Ayer cené solo. Lo digo sin dramatismo, porque a estas alturas la soledad culinaria ya no es una tragedia: es una situación perfectamente asumida. Uno entra en la cocina como quien entra en una negociación internacional consigo mismo.

Hamburguesas de pollo en la air fryer. 180 grados. 15 minutos.

Plan impecable. Plan adulto. Plan de alguien que claramente merece ser tomado en serio por la vida.

Las metí dentro con la confianza de un ingeniero aeroespacial en misión crítica y me fui a hacer cosas igual de importantes, como comprobar que no había nada mejor que cenar (confirmado científicamente).

Cuando volvió el momento, el aparato pitó con esa indiferencia mecánica de quien dice “yo he hecho mi parte, ahora tú verás”.

Abrí el cajón.

Y ahí estaban.

Intactas.

No hechas. No crujientes. No transformadas.

Simplemente… presentes.

Como si la cocción fuera un concepto opcional.

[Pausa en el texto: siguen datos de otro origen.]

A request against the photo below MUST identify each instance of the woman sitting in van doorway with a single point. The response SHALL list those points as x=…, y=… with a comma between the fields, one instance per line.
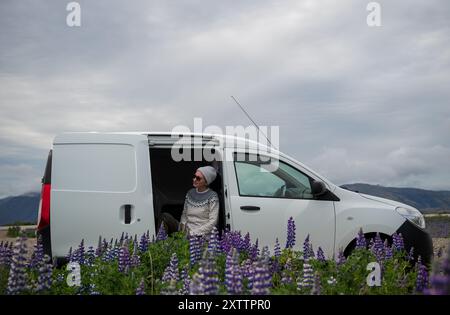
x=201, y=206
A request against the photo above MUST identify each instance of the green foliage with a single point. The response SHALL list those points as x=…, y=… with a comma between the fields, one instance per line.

Pero lo peor vino después.

Me miraban.

Lo juro.

Ahí, en el fondo del cajón, con una calma insultante, como si hubieran decidido no participar en el proceso culinario por principios éticos superiores.

Y entonces se rieron.

Una carcajada pequeña, grasienta, casi imperceptible… pero lo suficiente como para que yo entrara en un estado emocional poco recomendable.

No era ya una cena fallida.

Era una provocación.

En ese momento tomé una decisión que no me enorgullece, pero que la historia deberá juzgar con perspectiva: subí la temperatura a 200 grados durante cinco minutos más.

Fue rápido.

Fue implacable.

Fue… definitivo.

Su fin llegó con la serenidad de lo inevitable, tumbadas en un plato, ya sin ironía posible, cubiertas por un manto solemne de ketchup, como si alguien hubiera intentado darles dignidad póstuma sin demasiado éxito.

Silencio en la cocina.

Solo yo.

Y el leve zumbido de un electrodoméstico que, sospecho, estaba intentando no mirarme a los ojos.

Y entonces lo entendí: la air fryer no cocina alimentos.

Te evalúa.

Te observa.

Y si fallas en algo tan básico como una hamburguesa de pollo, no te corrige… simplemente espera a ver si estás listo para la siguiente lección.

Yo, de momento, sigo en recuperación. 😂


Comentarios

  1. Todos hemos sufrido en algún momento una relación tensa con la Air Fryer.